Don’t buy China’s story: The coronavirus may have leaked from a lab

Don’t buy China’s story: The coronavirus may have leaked from a lab, by Stephen Mosher.

At an emergency meeting in Beijing held last Friday, Chinese leader Xi Jinping spoke about the need to contain the coronavirus and set up a system to prevent similar epidemics in the future.

A national system to control biosecurity risks must be put in place “to protect the people’s health,” Xi said, because lab safety is a “national security” issue.

Xi didn’t actually admit that the coronavirus now devastating large swathes of China had escaped from one of the country’s bioresearch labs. But the very next day, evidence emerged suggesting that this is exactly what happened, as the Chinese Ministry of Science and Technology released a new directive entitled: “Instructions on strengthening biosecurity management in microbiology labs that handle advanced viruses like the novel coronavirus.”

Read that again. It sure sounds like China has a problem keeping dangerous pathogens in test tubes where they belong, doesn’t it? And just how many “microbiology labs” are there in China that handle “advanced viruses like the novel coronavirus”?

It turns out that in all of China there is only one. And this one is located in the Chinese city of Wuhan that just happens to be … the epicenter of the epidemic.

That’s right. China’s only Level 4 microbiology lab that is equipped to handle deadly coronaviruses, called the National Biosafety Laboratory, is part of the Wuhan Institute of Virology. …

Add to this China’s history of similar incidents. Even the deadly SARS virus has escaped — twice — from the Beijing lab where it was — and probably is — being used in experiments. Both “man-made” epidemics were quickly contained, but neither would have happened at all if proper safety precautions had been taken.

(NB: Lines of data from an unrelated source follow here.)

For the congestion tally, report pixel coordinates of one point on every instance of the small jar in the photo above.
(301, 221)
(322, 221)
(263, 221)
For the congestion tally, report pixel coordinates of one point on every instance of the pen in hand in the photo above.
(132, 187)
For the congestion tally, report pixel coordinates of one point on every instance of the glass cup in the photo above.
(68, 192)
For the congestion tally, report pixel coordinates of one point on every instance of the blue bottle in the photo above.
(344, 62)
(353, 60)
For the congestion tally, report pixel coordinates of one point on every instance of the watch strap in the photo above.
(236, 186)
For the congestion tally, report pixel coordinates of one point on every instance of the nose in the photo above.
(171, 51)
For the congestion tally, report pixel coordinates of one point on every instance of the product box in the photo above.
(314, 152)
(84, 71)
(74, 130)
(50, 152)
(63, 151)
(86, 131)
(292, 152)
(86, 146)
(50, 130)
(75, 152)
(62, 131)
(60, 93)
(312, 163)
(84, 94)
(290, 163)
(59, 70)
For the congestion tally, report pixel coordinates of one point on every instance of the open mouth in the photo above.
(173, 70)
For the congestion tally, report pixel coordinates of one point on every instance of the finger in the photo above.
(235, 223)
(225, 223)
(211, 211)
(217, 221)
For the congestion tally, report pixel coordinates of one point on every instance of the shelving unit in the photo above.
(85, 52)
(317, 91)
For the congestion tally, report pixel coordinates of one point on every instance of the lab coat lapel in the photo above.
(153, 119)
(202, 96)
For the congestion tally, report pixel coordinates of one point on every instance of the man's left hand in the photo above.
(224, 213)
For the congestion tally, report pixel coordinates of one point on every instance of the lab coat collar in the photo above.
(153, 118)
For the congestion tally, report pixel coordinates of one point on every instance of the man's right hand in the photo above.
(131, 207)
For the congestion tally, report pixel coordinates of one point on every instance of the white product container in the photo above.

And then there is this little-known fact: Some Chinese researchers are in the habit of selling their laboratory animals to street vendors after they have finished experimenting on them.

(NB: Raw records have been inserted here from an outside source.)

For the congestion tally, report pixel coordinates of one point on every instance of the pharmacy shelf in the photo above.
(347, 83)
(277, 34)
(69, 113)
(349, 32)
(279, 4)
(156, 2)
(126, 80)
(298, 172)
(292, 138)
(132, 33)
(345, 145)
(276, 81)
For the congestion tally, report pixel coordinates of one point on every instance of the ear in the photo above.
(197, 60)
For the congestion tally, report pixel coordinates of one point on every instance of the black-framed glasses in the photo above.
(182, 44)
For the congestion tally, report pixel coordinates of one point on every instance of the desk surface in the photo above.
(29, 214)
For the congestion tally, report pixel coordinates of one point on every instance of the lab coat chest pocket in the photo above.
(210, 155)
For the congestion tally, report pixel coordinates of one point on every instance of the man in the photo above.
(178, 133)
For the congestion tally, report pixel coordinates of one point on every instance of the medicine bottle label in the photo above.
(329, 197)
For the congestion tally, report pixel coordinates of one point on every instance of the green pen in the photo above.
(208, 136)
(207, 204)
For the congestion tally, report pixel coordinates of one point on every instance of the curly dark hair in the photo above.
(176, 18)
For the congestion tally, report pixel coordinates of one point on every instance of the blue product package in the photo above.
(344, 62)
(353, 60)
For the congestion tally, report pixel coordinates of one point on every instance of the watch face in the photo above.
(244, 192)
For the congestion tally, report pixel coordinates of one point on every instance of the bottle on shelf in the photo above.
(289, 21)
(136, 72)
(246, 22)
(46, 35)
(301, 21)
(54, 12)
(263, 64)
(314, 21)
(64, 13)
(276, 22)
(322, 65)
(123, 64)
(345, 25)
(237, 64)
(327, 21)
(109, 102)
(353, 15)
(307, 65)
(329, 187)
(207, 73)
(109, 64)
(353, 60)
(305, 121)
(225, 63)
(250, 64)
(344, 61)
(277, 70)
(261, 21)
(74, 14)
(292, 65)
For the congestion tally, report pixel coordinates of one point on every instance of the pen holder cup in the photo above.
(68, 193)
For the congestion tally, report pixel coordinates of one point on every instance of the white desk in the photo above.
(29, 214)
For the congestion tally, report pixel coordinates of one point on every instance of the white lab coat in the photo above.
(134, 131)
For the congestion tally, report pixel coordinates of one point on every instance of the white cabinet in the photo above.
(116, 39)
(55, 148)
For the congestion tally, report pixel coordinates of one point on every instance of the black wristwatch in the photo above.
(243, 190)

Instead of properly disposing of infected animals by cremation, as the law requires, they sell them on the side to make a little extra cash. Or, in some cases, a lot of extra cash. One Beijing researcher, now in jail, made a million dollars selling his monkeys and rats on the live animal market, where they eventually wound up in someone’s stomach. …

Misleading excuses:

They first blamed a seafood market not far from the Institute of Virology, even though the first documented cases of Covid-19 … involved people who had never set foot there.

Then they pointed to snakes, bats and even a cute little scaly anteater called a pangolin as the source of the virus.

I don’t buy any of this. It turns out that snakes don’t carry coronaviruses and that bats aren’t sold at a seafood market. Neither are pangolins, for that matter, an endangered species valued for their scales as much as for their meat.

Official footage:

Unoffical footage:

Censorship reaches out from China into the West. A reader notes:

Zerohedge was the first to identify the issue, but was permanently banned by Twitter because of it’s story on this. Millions of mainly traders around the world miss it as it was a world beater in providing very helpful, breaking stories without filters and before mainstream media did, which helped with trading and explaining, regardless of one’s politics.